Just a small oops here:
Everyday it her watched her pain.
And one other point about that sentence that a poet could really consider...employing the right words to fit with metaphor, theme, or in this case, personification. Among the sensory tools, would you say a pen has sight or touch? I do not imagine a pen with eyes but plastic or metal skin. It should convey feel when the pen associates with the writer's pain. And 'watched' is not a strong word here.
What do you want the pen to experience in that pivotal moment? How is the pen like a muse? To me, a reader has to consider why this pen is so important to story. It seems the hero, the angel, the empathizer, the instrument that has magic and the power to change the story.
Perhaps, when personifying, you want to give this pen some relatable properties that can be employed to hone theme and metaphors. This line and all words that personify should align and give the reader an ability to surmise what's special, help visualize and connect with that instrument.
(at this stage of the review, I realize how much I'm putting into this. long-winded it might seem, I'll try to wrap up as best I can.)
I realize the pen does not contribute in the conflict-resolution aspect, because there is none. There could be. And, I realized this when I read:
A poetic rainbow soared across pages.
I know considering a rewrite might alter the free associating episode that produced this raw piece. Editing a dream is very hard.
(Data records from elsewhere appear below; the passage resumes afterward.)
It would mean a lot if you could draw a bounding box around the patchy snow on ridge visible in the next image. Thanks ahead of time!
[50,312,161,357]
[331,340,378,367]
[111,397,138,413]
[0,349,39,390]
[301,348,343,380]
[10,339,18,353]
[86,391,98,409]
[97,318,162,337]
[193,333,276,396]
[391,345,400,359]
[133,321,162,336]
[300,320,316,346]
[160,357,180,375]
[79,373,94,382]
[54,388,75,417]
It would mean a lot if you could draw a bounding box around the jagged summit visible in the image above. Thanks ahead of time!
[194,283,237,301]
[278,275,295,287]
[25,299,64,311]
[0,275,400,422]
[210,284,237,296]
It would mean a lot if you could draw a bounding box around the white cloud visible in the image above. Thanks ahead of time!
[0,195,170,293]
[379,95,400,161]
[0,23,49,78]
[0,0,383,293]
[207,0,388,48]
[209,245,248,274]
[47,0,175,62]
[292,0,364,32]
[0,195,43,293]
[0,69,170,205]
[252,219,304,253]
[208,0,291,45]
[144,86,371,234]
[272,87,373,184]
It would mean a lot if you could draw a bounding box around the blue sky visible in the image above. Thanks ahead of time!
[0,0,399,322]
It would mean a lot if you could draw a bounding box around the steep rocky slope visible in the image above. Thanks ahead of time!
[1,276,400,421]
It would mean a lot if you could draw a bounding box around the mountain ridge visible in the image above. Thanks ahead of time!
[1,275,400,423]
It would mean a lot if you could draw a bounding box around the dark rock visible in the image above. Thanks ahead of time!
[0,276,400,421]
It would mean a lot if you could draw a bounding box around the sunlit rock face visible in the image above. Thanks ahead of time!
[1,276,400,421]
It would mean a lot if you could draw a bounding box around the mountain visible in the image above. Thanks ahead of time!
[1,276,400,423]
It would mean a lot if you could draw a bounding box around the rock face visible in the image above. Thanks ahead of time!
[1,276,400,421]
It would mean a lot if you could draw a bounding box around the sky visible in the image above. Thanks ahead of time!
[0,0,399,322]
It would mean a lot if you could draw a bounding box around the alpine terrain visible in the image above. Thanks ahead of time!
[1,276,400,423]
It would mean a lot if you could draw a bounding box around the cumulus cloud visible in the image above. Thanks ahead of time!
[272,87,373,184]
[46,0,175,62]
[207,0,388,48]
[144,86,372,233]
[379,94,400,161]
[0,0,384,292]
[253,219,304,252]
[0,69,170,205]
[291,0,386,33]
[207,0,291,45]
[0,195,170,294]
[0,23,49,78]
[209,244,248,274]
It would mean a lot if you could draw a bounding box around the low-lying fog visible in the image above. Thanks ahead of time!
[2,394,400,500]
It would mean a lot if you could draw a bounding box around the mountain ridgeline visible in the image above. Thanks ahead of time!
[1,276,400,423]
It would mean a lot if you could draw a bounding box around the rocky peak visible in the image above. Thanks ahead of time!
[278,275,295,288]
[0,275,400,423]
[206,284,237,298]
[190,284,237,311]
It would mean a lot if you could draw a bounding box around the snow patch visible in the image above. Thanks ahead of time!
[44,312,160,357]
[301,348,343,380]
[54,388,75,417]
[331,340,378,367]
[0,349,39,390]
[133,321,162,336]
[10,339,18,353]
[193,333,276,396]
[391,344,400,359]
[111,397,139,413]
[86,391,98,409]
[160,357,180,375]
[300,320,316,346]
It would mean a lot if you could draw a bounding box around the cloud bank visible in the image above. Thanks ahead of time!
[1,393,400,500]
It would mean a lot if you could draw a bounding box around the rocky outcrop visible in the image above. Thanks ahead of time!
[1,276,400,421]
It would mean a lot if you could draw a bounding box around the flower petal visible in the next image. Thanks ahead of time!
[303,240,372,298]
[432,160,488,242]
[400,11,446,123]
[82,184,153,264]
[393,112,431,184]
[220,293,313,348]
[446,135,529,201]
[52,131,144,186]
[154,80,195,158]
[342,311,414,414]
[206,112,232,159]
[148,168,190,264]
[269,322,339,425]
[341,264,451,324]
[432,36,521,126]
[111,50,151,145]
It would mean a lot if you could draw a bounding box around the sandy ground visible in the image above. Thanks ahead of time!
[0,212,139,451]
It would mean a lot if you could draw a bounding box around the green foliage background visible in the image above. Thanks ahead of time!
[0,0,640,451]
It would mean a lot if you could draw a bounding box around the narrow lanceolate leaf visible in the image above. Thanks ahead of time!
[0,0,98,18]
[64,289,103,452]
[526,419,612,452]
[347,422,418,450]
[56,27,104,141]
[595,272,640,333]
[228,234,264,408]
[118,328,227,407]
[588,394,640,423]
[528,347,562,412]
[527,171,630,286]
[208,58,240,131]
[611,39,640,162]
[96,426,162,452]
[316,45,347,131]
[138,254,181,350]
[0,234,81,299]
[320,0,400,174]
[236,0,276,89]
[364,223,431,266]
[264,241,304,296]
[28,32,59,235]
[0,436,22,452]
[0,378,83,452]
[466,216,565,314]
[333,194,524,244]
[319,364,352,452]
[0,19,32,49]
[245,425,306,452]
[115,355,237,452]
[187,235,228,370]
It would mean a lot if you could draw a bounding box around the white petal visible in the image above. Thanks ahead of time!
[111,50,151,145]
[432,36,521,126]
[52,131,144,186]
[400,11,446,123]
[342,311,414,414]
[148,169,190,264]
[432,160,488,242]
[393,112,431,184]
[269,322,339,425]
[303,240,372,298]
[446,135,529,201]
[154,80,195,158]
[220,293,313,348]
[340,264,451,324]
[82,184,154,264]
We are informed by the vision and the outcome. Sometimes, we take that vision further, once experience informs. I'm informed by that rainbow.
If it were worked into the poem earlier, as that moment of inspiration described, it can go beyond this something suddenly changed, where nothing was visualized, felt or realized.
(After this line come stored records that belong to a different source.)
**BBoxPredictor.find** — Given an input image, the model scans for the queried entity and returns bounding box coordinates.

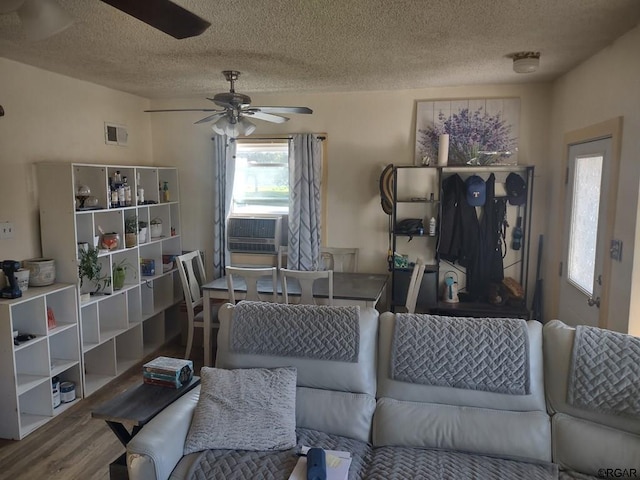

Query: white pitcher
[442,271,459,303]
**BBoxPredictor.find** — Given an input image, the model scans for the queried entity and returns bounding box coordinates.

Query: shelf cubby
[116,324,143,375]
[83,338,117,396]
[143,313,166,356]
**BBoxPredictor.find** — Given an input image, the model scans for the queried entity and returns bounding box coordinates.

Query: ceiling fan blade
[245,111,289,124]
[195,113,227,124]
[253,106,313,115]
[144,108,222,113]
[99,0,211,39]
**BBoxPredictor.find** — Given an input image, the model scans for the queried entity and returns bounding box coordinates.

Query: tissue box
[142,356,193,388]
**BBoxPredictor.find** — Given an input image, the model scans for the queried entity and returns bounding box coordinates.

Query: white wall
[0,58,152,263]
[149,84,552,290]
[548,25,640,334]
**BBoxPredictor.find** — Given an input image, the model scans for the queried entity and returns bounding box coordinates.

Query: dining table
[201,271,388,366]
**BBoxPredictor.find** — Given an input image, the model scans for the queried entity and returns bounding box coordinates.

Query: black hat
[506,173,527,205]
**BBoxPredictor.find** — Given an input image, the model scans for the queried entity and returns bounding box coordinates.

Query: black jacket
[437,174,478,267]
[438,174,504,300]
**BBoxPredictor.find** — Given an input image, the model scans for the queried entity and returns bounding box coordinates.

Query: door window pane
[567,155,603,295]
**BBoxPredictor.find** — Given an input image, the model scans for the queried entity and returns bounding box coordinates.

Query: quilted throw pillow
[184,366,297,454]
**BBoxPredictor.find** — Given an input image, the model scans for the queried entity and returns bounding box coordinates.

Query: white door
[558,138,612,327]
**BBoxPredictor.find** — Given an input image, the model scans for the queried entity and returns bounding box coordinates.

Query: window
[231,140,289,214]
[567,153,603,296]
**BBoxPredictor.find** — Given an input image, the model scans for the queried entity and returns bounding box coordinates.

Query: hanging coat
[437,174,478,266]
[466,174,505,300]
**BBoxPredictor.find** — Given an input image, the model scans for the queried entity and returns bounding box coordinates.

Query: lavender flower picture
[415,98,520,166]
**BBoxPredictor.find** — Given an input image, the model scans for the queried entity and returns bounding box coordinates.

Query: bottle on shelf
[162,181,170,202]
[135,172,141,205]
[111,170,122,208]
[123,176,132,207]
[429,216,436,236]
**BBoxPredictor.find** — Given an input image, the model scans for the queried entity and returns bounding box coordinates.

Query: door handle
[587,296,601,308]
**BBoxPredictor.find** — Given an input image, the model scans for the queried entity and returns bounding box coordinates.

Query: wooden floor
[0,339,205,480]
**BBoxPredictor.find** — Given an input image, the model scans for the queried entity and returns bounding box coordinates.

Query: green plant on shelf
[125,215,138,234]
[78,247,111,293]
[112,258,136,290]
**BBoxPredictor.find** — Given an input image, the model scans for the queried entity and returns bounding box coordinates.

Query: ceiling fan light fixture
[238,117,256,136]
[211,115,256,138]
[512,51,540,74]
[18,0,73,41]
[211,116,230,136]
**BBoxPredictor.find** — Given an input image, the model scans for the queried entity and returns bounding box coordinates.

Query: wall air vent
[227,215,287,253]
[104,122,128,146]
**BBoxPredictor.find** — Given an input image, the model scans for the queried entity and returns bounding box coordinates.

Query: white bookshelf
[0,284,81,440]
[36,163,183,398]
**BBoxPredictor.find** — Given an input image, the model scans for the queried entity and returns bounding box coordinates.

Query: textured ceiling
[1,0,640,99]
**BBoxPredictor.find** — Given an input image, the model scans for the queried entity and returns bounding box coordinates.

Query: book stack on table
[143,356,194,388]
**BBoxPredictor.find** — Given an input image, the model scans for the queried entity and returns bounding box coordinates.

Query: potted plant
[138,220,148,244]
[78,247,111,300]
[112,258,136,291]
[150,217,163,238]
[124,215,138,248]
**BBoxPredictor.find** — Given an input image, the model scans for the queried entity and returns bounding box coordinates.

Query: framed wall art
[415,98,520,166]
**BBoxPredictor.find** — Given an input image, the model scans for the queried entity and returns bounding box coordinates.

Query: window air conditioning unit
[227,215,287,253]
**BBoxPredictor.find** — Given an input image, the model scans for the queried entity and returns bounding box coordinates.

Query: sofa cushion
[182,428,372,480]
[183,367,297,454]
[230,301,360,362]
[373,397,552,462]
[216,303,379,396]
[377,313,547,412]
[391,314,530,394]
[295,387,376,442]
[216,302,378,442]
[552,413,640,477]
[544,320,640,434]
[365,446,557,480]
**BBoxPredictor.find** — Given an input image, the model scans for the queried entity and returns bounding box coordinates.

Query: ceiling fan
[0,0,210,41]
[145,70,314,137]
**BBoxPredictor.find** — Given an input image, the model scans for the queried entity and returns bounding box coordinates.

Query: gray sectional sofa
[126,302,640,480]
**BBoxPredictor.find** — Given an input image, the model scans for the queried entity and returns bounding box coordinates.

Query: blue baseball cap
[466,175,486,206]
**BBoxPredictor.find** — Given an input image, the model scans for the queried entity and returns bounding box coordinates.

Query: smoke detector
[512,52,540,74]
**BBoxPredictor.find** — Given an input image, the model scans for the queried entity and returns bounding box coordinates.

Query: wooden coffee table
[92,376,200,479]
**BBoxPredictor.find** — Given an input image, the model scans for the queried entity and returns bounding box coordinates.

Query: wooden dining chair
[404,258,426,314]
[320,247,359,272]
[281,268,333,305]
[225,266,278,303]
[176,250,220,360]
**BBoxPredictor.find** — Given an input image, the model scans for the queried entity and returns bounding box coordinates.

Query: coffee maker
[1,260,22,299]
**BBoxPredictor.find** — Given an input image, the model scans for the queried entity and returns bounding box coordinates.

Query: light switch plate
[0,222,14,239]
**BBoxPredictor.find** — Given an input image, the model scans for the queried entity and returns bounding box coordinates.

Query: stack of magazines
[143,356,194,388]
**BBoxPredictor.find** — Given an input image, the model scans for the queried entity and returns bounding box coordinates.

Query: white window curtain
[287,133,323,270]
[212,135,236,279]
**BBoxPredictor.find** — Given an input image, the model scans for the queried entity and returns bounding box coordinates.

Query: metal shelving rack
[388,164,534,317]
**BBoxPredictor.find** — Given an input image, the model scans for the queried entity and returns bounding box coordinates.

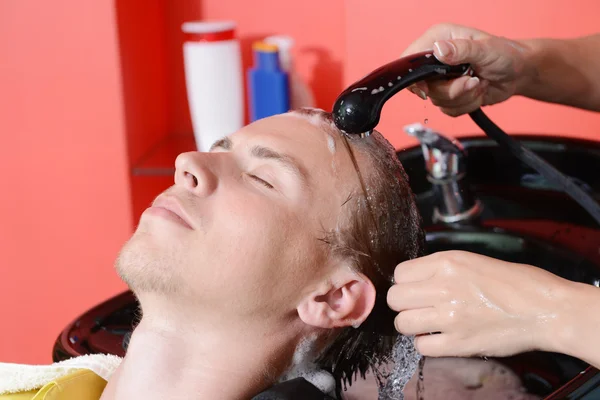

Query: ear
[297,268,376,329]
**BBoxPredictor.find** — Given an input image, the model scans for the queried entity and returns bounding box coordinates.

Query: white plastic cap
[182,21,236,34]
[264,35,295,71]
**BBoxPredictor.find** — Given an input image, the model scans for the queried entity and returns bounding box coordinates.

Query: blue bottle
[248,42,290,122]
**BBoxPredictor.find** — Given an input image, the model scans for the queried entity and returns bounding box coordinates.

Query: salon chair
[53,131,600,399]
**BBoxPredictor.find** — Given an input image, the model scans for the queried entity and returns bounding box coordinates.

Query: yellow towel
[0,354,122,395]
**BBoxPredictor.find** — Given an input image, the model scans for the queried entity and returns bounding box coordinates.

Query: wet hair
[291,108,425,392]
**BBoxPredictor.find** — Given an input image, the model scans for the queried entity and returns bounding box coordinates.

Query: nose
[174,152,218,196]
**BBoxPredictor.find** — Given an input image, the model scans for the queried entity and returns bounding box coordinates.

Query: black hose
[469,108,600,226]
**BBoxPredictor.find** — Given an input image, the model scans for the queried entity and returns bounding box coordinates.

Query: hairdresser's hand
[401,23,530,116]
[387,251,584,359]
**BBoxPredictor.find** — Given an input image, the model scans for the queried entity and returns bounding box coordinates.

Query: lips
[151,195,194,229]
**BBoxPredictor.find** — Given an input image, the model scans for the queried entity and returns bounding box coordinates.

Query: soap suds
[327,134,336,154]
[289,108,327,127]
[278,335,336,397]
[377,335,422,400]
[287,109,340,158]
[288,108,338,133]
I really like the employed feathers in connection with that rainbow. The poet is soaring toward something. It could suggest power of that pen to be described. Personify the gift of it's elements...through that touch that connects to the writer's imagination. I say this because a pencil was my tool of choice once upon a time, when properly sharpened, it artfully scrawled upon my notebooks until visions appeared.
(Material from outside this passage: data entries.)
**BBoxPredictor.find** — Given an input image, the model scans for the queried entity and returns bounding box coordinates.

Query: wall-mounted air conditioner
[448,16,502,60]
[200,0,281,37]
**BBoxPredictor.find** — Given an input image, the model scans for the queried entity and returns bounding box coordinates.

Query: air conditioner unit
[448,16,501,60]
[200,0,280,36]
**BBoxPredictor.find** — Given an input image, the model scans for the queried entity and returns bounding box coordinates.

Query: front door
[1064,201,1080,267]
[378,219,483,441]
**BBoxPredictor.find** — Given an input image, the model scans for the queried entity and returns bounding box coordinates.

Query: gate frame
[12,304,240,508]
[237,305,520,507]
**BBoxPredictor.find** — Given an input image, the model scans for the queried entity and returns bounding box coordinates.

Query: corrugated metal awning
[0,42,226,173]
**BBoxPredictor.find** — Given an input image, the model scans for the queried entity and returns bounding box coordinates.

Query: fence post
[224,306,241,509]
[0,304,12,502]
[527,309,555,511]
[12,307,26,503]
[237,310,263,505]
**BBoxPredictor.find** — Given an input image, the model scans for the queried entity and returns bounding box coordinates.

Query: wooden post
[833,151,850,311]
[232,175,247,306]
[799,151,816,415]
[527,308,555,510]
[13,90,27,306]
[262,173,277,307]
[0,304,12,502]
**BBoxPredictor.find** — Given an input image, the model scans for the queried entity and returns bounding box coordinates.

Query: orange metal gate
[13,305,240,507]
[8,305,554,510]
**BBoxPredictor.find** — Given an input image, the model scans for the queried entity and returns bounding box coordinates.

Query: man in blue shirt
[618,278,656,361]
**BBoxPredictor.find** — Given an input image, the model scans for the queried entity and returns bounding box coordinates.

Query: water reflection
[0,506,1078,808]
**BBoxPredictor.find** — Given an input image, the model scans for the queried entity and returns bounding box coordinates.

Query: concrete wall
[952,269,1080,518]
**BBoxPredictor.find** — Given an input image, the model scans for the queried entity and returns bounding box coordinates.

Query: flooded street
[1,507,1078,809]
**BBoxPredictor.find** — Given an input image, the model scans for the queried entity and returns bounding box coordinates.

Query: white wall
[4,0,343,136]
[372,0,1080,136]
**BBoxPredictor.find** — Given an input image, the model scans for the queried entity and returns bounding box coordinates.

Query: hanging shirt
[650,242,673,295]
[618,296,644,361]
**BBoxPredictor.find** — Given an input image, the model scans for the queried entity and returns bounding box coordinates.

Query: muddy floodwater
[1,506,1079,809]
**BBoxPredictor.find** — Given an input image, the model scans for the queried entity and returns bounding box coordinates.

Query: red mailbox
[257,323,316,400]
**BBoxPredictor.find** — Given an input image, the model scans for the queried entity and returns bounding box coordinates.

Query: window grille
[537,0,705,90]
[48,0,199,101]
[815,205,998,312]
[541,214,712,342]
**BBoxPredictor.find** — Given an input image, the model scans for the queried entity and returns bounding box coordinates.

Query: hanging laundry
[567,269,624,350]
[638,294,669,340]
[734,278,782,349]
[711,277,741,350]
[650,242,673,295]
There's something about the employment of some instrument, just the right one, that makes these visions come forth. In the way you personify your writing instrument, you could give it characteristics and abilities to give weight to this piece, really flesh out this fantasy of how writers connect with their muses in unique ways.
I think you are onto something with this and have great imagination to bring it to life. If you play with it more, who knows what more it could yield. I find most often here writers never edit, just move on to the next. Hopefully, I didn't go on too long and bore you. Just saw something with potential and wanted to share how I responded and where I see this poem going.
Image #1578663 over display limit. -?-
Further apologies if there are grammar or spelling issues that might make this review difficult to understand, as I am legally blind.